In der 68. Minute brandet im Joggeli gleich zweimal Jubel auf. Zunächst als der Stadion-Speaker verkündet, dass 2995 Zuschauer das Spiel des Jahres zwischen den Frauen des FC Basel und des FC Zürich live im Stadion sehen. Nur wenige Sekunden später erneut, weil Jana Brunner soeben als erste FCB-Spielerin ein Tor im grossen Stadion erzielt hat.

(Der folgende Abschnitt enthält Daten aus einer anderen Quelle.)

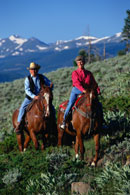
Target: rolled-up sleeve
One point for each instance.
(47, 82)
(27, 89)
(76, 82)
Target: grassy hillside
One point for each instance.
(113, 77)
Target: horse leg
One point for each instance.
(34, 139)
(80, 142)
(26, 141)
(97, 146)
(20, 140)
(76, 148)
(60, 135)
(44, 138)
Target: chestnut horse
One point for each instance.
(86, 117)
(37, 118)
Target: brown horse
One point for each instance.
(37, 118)
(85, 118)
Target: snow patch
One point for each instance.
(17, 39)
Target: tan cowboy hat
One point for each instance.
(33, 65)
(78, 58)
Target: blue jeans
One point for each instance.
(73, 96)
(23, 108)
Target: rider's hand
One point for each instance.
(84, 91)
(36, 97)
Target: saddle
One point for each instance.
(63, 105)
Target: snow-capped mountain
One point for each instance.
(16, 53)
(15, 45)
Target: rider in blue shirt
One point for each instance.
(32, 88)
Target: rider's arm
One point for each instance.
(48, 82)
(27, 88)
(94, 83)
(76, 82)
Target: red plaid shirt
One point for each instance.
(80, 77)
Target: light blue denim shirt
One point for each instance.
(36, 81)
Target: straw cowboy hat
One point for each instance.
(33, 65)
(78, 58)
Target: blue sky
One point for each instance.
(52, 20)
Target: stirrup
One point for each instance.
(62, 126)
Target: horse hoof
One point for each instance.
(76, 156)
(24, 149)
(93, 164)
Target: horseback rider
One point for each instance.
(33, 85)
(80, 78)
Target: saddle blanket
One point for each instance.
(63, 105)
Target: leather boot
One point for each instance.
(19, 141)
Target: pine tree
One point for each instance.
(126, 30)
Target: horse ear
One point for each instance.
(43, 86)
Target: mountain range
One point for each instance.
(16, 53)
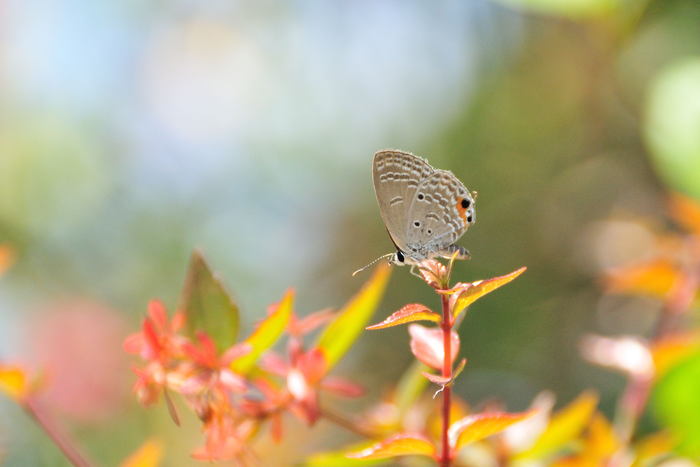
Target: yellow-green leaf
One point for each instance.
(207, 305)
(477, 427)
(266, 334)
(150, 454)
(338, 336)
(410, 386)
(565, 426)
(397, 445)
(471, 292)
(13, 382)
(408, 314)
(340, 458)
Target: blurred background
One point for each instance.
(131, 132)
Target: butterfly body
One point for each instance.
(425, 210)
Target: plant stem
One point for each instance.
(446, 325)
(59, 439)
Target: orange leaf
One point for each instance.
(652, 446)
(398, 445)
(476, 427)
(468, 293)
(13, 382)
(6, 257)
(407, 314)
(686, 211)
(656, 278)
(149, 454)
(565, 426)
(602, 442)
(427, 345)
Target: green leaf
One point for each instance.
(266, 334)
(339, 335)
(207, 305)
(676, 403)
(408, 314)
(476, 427)
(397, 445)
(564, 427)
(671, 125)
(569, 8)
(340, 458)
(411, 386)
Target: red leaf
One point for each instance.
(407, 314)
(427, 345)
(398, 445)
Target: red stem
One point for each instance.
(445, 458)
(63, 443)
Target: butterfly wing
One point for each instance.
(441, 211)
(396, 176)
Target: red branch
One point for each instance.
(445, 459)
(63, 443)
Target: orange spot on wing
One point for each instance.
(462, 211)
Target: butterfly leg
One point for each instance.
(462, 253)
(414, 272)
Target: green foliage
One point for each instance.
(207, 305)
(673, 125)
(676, 403)
(337, 337)
(266, 334)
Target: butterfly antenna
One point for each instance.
(388, 255)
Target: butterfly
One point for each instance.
(425, 210)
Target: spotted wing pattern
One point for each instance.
(396, 176)
(441, 211)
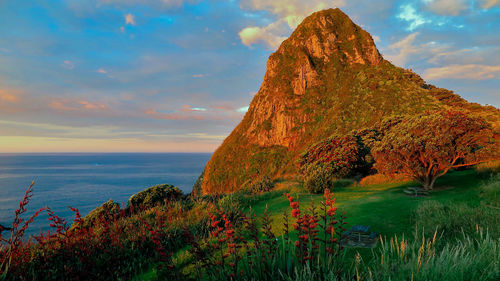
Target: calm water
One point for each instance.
(85, 181)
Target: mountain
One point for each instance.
(328, 77)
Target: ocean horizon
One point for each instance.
(86, 180)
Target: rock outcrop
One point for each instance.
(327, 77)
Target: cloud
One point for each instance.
(467, 71)
(68, 64)
(77, 105)
(242, 109)
(486, 4)
(269, 35)
(289, 14)
(406, 49)
(183, 115)
(447, 7)
(8, 96)
(164, 4)
(129, 19)
(188, 108)
(409, 13)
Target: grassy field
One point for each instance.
(384, 207)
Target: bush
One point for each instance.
(153, 196)
(317, 179)
(230, 205)
(264, 184)
(197, 191)
(106, 211)
(345, 156)
(340, 183)
(489, 168)
(382, 179)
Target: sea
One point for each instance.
(85, 181)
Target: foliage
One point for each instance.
(426, 146)
(228, 255)
(197, 191)
(158, 194)
(264, 184)
(488, 169)
(469, 258)
(343, 156)
(107, 211)
(111, 247)
(230, 205)
(318, 178)
(382, 179)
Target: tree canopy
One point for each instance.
(426, 146)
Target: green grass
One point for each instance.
(384, 207)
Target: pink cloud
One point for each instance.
(173, 116)
(9, 96)
(77, 105)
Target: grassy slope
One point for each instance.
(385, 208)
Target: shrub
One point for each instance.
(112, 247)
(106, 211)
(382, 179)
(489, 168)
(345, 156)
(196, 192)
(313, 241)
(426, 146)
(264, 184)
(340, 183)
(230, 205)
(155, 195)
(318, 178)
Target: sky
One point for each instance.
(178, 75)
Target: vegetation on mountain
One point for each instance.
(335, 158)
(426, 146)
(329, 107)
(155, 195)
(326, 79)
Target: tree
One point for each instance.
(426, 146)
(336, 157)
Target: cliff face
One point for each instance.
(323, 38)
(327, 77)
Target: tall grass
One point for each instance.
(452, 220)
(420, 259)
(490, 191)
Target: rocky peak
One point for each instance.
(327, 78)
(332, 34)
(324, 38)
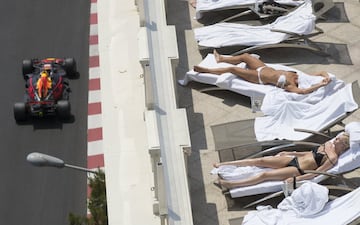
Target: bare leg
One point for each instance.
(246, 74)
(268, 161)
(252, 62)
(273, 175)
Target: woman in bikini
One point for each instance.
(257, 72)
(287, 165)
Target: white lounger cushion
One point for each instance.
(348, 161)
(300, 21)
(236, 84)
(208, 5)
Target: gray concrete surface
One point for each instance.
(341, 39)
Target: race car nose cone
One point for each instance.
(40, 159)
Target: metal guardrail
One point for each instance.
(167, 127)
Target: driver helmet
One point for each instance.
(47, 67)
(44, 73)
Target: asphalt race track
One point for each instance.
(32, 195)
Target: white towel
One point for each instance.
(300, 21)
(307, 200)
(340, 211)
(284, 117)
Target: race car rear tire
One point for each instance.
(27, 67)
(20, 112)
(63, 109)
(70, 67)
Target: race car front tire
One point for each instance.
(27, 67)
(70, 67)
(20, 112)
(63, 109)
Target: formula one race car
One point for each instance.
(47, 88)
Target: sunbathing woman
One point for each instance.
(287, 165)
(257, 72)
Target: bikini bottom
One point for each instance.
(294, 162)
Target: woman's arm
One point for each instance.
(295, 89)
(294, 153)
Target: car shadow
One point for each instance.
(49, 122)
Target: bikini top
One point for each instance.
(317, 156)
(281, 81)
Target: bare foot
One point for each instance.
(200, 69)
(225, 184)
(216, 165)
(193, 3)
(217, 56)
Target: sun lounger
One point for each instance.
(292, 30)
(233, 138)
(258, 8)
(348, 161)
(248, 6)
(257, 92)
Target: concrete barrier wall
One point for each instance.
(167, 127)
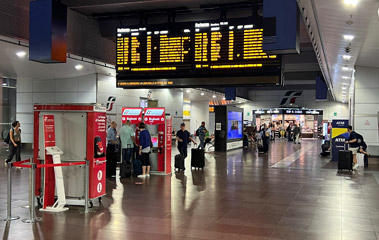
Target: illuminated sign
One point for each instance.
(193, 53)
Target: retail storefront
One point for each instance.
(309, 119)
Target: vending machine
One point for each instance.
(160, 127)
(79, 131)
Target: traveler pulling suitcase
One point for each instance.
(179, 162)
(197, 158)
(345, 160)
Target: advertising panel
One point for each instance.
(49, 182)
(134, 115)
(235, 125)
(154, 116)
(339, 136)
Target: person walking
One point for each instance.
(183, 138)
(145, 146)
(14, 143)
(353, 145)
(111, 150)
(201, 131)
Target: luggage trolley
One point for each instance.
(80, 132)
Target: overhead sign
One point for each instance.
(191, 53)
(154, 116)
(134, 115)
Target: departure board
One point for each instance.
(224, 53)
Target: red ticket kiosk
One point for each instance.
(80, 132)
(160, 128)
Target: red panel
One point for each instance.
(154, 116)
(134, 115)
(168, 144)
(96, 141)
(35, 153)
(84, 108)
(49, 135)
(161, 147)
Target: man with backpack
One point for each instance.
(201, 131)
(14, 141)
(353, 145)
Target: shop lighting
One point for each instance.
(346, 57)
(351, 2)
(21, 54)
(79, 67)
(348, 37)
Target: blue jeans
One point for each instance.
(127, 154)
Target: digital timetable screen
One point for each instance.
(223, 52)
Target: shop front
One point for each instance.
(309, 119)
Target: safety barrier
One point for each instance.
(29, 164)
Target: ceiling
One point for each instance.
(12, 66)
(327, 22)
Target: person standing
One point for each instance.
(353, 144)
(127, 142)
(111, 150)
(183, 138)
(145, 146)
(14, 143)
(201, 133)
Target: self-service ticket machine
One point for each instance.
(74, 134)
(160, 127)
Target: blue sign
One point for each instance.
(339, 135)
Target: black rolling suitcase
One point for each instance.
(197, 158)
(179, 162)
(345, 160)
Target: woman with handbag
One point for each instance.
(145, 146)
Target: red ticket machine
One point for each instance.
(160, 128)
(80, 132)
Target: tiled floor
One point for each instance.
(239, 195)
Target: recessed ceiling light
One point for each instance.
(348, 37)
(21, 54)
(79, 67)
(351, 2)
(346, 57)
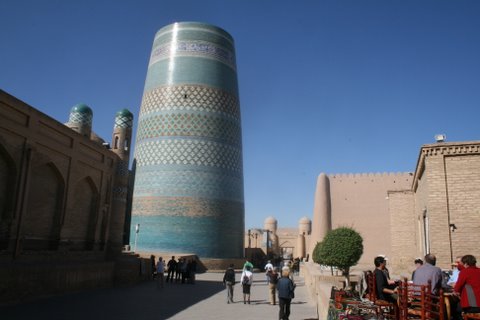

Nach einer Ecke von Alexandra Szarvas hält die 20-jährige Innenverteidigerin gekonnt den Kopf hin und trifft, leider aus Basler Sicht nur zum 1:3-Ehrentreffer. «Ich war etwas überrascht, aber es war definitiv ein schönes Gefühl, auch wenn man beim Stand von 1:3 natürlich keine Zeit zum Jubeln hat», sagte die Torschützin anschliessend.

Bilder zum Spiel:

Aber von vorn. Gegen Zürich gehört die grosse Bühne für einmal nicht Urs Fischer und seinen Mannen, sondern zum ersten Mal in der Vereinsgeschichte den FCB-Frauen, die momentan an dritter Stelle der NLA stehen. Zu Gast zum «Spiel des Jahres» der grosse Rivale aus Zürich, das Nonplusultra im Schweizer Frauenfussball – zuletzt fünfmal in Folge Meister notabene. Vor dem Spiel gegen den FCZ trennen die beiden Mannschaften in der Tabelle nur zwei Punkte.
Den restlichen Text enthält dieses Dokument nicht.